Al seguito di D’Annunzio c’era un po’ di tutto, incluso fascisti, nazionalisti, gerarchi dell’esercito, ecc…, ma dovendo proprio appioppare un’etichetta politica alla variegata impresa di Fiume, è forse quella anarco-sindacalista. E in effetti la “Carta del Carnaro”, la costituzione data alla città durante l’occupazione, fu elaborata dall’anarco-sindacalista Alceste De Ambris e proclamava democrazia diretta, decentramento del potere, sovranità collettiva di tutti i cittadini senza distinzione di sesso, di razza, di lingua, di classe e di religione, accoglienza per chiunque volesse vivere a Fiume, e così via. Non a caso l’unico stato estero che riconobbe la Reggenza del Carnaro fu l’Unione Sovietica.
Ma oltre alla costituzione, fu proprio l’esperienza che vissero i cittadini fiumani in quei mesi, grazie anche al grande afflusso di giovani, intellettuali e artisti, che può essere in generale definita anarchica, con una libertà di costumi eccezionale per l’epoca.
Fu forse anche questo uno dei motivi per cui alla fine paradossalmente fu proprio l’esercito italiano che ebbe il compito internazionale di ‘liberarla’ a suon di cannonate.

 

Per quelli della mia età, difficile trattenere lacrime di commozione di fronte ai cimeli del Museo del computer Peek&Poke.
In questa foto si intravede il Commodore 64 col videogioco del calcio e il Sinclair ZX Spectrum dai tasti gommosi. C’era anche il mitico VIC-20, il mio primo computer quando avevo 12 anni, e il Commodore 128, mio secondo computer (quest’ultimo in realtà è esposto anche nella mia casetta a Maleventum).

 

Mercato a Fiume.

 

Gatto affacciato su via Medulica di notte.

 

Temporale notturno.

 

Il Canal Grande a Trieste.
Per quanto mi ricordo è la prima volta che una città italiana entra in Dekaro Diario! Però senza allargarci troppo, Trieste è diventata definitivamente italiana solo nel 1954.

“Aè Dekà…emm fnut ké città italian… nu tiemp c facev veré post akellat part du munn, post k nun stann mank nkopp a mapp… e mò… Italia, Cipr, Albania, e k maronn…”
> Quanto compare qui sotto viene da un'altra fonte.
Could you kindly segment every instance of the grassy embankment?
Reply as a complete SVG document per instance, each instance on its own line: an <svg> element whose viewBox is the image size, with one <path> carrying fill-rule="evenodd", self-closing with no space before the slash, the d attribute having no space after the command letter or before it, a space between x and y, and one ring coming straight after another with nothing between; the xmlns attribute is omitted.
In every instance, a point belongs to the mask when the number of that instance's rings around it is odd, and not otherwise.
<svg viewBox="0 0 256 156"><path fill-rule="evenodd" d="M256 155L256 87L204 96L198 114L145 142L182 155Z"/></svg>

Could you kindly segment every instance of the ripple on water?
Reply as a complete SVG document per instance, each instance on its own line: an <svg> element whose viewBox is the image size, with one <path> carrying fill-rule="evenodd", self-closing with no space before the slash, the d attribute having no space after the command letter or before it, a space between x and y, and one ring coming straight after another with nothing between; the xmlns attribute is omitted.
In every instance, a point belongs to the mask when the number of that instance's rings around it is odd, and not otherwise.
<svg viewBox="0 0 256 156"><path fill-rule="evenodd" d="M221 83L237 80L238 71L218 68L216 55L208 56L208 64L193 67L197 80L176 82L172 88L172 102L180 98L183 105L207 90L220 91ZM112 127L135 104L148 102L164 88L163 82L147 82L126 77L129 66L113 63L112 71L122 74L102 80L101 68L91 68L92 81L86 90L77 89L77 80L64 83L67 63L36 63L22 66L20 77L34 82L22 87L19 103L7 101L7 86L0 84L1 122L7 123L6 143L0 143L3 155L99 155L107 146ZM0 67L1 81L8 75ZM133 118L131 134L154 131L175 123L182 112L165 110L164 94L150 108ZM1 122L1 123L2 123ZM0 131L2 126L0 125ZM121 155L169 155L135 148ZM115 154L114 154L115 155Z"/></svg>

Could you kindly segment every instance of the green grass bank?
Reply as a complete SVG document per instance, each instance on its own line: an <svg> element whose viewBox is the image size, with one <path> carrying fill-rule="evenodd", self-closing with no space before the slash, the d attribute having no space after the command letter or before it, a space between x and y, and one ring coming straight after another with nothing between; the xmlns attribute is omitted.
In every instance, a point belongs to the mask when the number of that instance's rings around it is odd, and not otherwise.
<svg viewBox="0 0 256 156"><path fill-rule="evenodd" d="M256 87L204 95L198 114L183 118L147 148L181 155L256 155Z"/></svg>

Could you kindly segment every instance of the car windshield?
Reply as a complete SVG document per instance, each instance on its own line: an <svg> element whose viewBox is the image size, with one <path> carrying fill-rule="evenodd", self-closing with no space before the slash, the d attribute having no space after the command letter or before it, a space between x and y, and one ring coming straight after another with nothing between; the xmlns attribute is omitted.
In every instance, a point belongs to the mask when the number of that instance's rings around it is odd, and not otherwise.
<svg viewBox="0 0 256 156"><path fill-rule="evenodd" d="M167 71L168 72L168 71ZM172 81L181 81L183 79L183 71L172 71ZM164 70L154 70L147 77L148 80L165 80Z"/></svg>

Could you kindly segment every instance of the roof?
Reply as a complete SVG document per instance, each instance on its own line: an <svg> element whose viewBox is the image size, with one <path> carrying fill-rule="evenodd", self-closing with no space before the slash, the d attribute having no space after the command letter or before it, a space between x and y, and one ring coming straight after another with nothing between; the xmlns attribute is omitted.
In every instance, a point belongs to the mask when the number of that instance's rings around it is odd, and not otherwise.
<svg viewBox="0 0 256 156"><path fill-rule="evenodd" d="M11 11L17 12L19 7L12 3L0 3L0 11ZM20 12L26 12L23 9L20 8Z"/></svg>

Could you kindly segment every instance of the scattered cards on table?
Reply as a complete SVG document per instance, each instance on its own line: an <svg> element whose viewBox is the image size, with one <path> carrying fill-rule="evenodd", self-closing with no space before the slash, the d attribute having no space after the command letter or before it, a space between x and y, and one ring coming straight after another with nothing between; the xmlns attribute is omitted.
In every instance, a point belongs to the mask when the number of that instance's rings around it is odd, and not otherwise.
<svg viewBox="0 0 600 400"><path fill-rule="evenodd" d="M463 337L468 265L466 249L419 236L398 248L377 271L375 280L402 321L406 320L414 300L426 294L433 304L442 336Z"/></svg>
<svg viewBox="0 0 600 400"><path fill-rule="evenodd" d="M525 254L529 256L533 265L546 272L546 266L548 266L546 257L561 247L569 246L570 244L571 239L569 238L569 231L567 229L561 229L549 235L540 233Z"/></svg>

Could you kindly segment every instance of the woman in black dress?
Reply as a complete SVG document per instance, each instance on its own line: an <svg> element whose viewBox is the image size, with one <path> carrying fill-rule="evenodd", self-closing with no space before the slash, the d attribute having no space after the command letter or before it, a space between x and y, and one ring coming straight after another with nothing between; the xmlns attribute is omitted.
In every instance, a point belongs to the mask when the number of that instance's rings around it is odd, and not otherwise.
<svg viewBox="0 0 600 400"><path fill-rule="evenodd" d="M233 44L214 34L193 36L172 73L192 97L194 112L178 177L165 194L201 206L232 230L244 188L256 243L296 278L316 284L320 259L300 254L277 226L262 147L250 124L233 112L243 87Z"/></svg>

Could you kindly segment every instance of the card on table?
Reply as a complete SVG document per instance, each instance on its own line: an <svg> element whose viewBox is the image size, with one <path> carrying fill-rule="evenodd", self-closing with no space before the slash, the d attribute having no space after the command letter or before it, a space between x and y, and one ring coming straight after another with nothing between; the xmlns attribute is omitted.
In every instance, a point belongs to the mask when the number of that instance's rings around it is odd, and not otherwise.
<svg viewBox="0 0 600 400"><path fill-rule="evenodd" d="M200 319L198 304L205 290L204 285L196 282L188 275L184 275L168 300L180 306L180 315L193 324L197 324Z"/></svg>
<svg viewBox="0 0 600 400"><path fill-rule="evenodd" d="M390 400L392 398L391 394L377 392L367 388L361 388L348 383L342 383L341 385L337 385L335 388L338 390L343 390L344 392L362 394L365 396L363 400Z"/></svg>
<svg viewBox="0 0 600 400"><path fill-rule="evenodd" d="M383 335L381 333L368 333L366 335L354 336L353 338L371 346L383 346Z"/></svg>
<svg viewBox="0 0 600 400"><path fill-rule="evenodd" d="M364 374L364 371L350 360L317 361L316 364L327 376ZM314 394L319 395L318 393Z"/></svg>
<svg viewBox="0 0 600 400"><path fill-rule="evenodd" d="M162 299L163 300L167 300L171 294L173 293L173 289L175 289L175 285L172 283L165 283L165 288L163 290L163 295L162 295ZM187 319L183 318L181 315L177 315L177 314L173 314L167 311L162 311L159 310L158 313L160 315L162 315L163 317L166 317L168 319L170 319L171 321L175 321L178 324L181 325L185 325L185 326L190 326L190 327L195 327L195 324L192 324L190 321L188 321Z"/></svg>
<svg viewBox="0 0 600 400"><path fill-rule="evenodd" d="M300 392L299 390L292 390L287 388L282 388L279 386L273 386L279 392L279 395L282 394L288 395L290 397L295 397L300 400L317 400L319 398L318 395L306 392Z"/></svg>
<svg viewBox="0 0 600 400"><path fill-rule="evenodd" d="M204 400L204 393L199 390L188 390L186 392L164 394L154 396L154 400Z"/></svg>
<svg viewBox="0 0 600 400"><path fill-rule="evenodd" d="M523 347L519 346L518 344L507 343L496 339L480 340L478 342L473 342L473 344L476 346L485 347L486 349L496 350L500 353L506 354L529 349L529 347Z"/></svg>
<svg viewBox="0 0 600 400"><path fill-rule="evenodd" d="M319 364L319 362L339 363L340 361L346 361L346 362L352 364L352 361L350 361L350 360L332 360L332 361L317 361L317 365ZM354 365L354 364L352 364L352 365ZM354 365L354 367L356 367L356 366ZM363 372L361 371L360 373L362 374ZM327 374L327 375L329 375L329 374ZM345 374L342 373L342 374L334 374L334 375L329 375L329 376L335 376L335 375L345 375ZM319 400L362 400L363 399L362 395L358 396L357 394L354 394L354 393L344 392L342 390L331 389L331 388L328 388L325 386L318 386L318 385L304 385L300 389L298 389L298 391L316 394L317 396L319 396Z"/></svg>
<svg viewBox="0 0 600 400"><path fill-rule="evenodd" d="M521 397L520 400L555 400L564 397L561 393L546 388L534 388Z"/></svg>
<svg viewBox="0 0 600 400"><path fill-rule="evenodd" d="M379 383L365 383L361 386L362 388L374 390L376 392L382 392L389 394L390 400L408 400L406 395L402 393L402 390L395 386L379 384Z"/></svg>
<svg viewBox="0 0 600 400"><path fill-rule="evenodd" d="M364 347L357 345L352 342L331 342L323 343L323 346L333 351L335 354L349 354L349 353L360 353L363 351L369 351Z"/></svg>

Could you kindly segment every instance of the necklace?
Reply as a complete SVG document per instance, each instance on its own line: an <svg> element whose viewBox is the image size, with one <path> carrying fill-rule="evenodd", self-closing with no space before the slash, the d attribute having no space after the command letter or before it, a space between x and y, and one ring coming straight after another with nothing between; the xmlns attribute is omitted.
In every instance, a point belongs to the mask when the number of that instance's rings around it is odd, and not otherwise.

Eh, lo so ragazzi, forse è anche sintomo di un po’ di stanchezza senile che inizia ad affiorare. Però voglio farvi notare che siete voi quelli che mi hanno sempre fatto DUE PALLE così su quanto è più bella l’Italia, su come sia il paese più bello al mondo, su come non c’è davvero bisogno di andare all’estero, ecc… quindi ora vi guardate Trieste e non rompete. E se non state zitti la prossima volta vi faccio una puntata specifica su Avellino e Nocera Inferiore, e così vediamo.
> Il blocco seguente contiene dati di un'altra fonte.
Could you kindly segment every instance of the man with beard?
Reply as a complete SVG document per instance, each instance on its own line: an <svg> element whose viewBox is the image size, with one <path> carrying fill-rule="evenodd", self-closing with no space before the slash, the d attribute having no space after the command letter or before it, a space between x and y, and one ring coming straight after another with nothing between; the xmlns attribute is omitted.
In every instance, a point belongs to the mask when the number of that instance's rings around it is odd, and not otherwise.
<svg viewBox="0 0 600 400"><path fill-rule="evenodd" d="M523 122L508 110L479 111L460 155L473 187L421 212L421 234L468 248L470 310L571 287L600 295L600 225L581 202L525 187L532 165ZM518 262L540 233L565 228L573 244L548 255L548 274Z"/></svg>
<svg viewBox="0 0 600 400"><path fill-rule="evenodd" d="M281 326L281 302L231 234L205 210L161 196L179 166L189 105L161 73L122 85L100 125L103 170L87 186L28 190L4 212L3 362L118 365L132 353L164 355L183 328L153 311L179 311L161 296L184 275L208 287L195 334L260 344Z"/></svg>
Scherzi a parte, Trieste è una città splendida, nel cui centro si passeggia fra maestosi edifici dell’impero asburgico, case di ricchi mercanti e chiese, anche ortodosse.

 

Icona della Madonna su un muro.

 

Ed eccolo finalmente il nostro D’annunzio! Qui si è seduto affianco ad una ragazza, fingendo di leggere con aria solenne. Come sapete, il vate era un gran marpione ;-)
In realtà la ragazza si stava facendo fare questa cretinata di foto da una sua amica, e ne ho approfittato. Ma poco prima ero stato io a stimolarle l’ispirazione, avendo messo a tracollo del vate lo zainetto dell’azienda dove fatico, per una simpatica foto da mandare a colleghi ed ex colleghi. L’azienda che mi da il pane, anzi ooo paaaann (in napoletano suona più drammatico). Mamma mia che tristezza. Vate, non ti nascondo che il lavoro mi sta veramente mutilando il cazzo.

 

Controluce da Piazza Unità d’Italia.

 

Felice ritorno a Malta, nell’appartamento dove vivo al momento, con vista mare straordinaria!

 

Bene. Nel frattempo Dekaro Diario ha compiuto 10 anni! Era infatti il 2012 quando lo iniziai, in occasione di un lungo viaggio in Sud e Centro America. Credo quindi che sia giunto il momento di concludere questo blog. Farò un’ultima puntata a fine anno, già vi anticipo che si tratterà dell’Oman, e ci salutiamo. Non è escluso che farò un altro tipo di blog in futuro, prima dell’inevitabile dipartita, ma non lo so ancora. Staremo a vedere.